Na początku lipca w mediach gruchnęła sensacyjna wieść: NIK
kontroluje prawidłowość nadzoru KNF nad Kasą Stefczyka. Rzecznik Izby
podkreślał, że to kontrola rozpoznawcza, po której ma być przeprowadzona
kontrola systemowa, sprawdzająca jakość nadzoru nad różnymi podmiotami
spółdzielczymi.
Informacja o wejściu kontrolerów do KNF była oczywiście
dobrą informacją. Nadzór nad Kasą Stefczyka jest bowiem prowadzony w sposób co
najmniej dziwny. Gdybym chciał wyrazić rzecz bez ogródek, powiedziałbym, że KNF
zamiast nadzorować po prostu nas nęka. Przewodniczący Jakubiak odpowiedziałby
pewnie, że to zwyczajowe, nie nacechowane osobiście, stuprocentowo bezstronne i
dwustuprocentowo apolityczne działania najlepszych w kraju profesjonalistów.
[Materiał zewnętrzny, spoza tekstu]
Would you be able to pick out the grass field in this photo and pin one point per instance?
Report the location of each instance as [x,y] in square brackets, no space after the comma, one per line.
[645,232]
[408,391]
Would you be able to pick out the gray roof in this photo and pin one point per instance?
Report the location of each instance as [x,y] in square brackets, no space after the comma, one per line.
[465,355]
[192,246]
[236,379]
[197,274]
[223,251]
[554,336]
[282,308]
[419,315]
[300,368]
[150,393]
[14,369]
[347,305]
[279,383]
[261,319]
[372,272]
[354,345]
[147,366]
Miałem nadzieję, że kontrola NIK w sposób fachowy i
obiektywny odsłoni prawdziwy obraz nadzoru nad Kasą Stefczyka. Tym bardziej, że
kierowana przez dawnego ministra rządu Tuska Krzysztofa Kwiatkowskiego Izba
potrafiła, wbrew obawom opozycji, wielokrotnie ujawniać fakty niewygodne dla
władzy i jej instytucji. Niestety, bardzo szybko okazało się, że tym razem NIK
jest bezradna. Od kontroli odstąpiono. Dlaczego? KNF „zgłosiła wątpliwości
odnośnie dostępu kontrolerów NIK do tajemnic ustawowo chronionych ustawą o
SKOK”.
Przypomnę (obszerniej pisałem o tym tutaj: http://prawdaokasie.blogspot.com/2014/12/mentalnosc-knf-mentalnosc-kalego.html),
że ta sama KNF nie ma żadnych oporów, by publikować szereg danych o kasach, by
kreślić z rozmachem schematy powiązań kapitałowych „spółek systemu SKOK” ; że
do prasy dziwnym trafem wciąż przeciekają zmanipulowane, acz oparte na
prawdziwych dokumentach dane dotyczące naszego sektora. Kiedy trzeba te same dane
dać państwowym kontrolerom, Komisja nagle ma wątpliwości. Kontrolerzy zaś nie
bardzo chcą drążyć temat i po prostu odstępują od działań. Dziwne, prawda?
Informując o przerwaniu kontroli w KNF przedstawiciele
Najwyższej Izby Kontroli zapowiadali „gruntowną analizę przepisów
przesądzających o możliwości sprawnego przeprowadzenia badań tego rodzaju w
przyszłości”. Chciałbym publicznie zapytać, czy ową analizę udało się już
przeprowadzić? Czy skontrolujecie Państwo porządnie instytucję, od której
zależą oszczędności milionów Polaków? A może Andrzej Jakubiak i jego ludzie
rzeczywiście należą do kasty nietykalnych?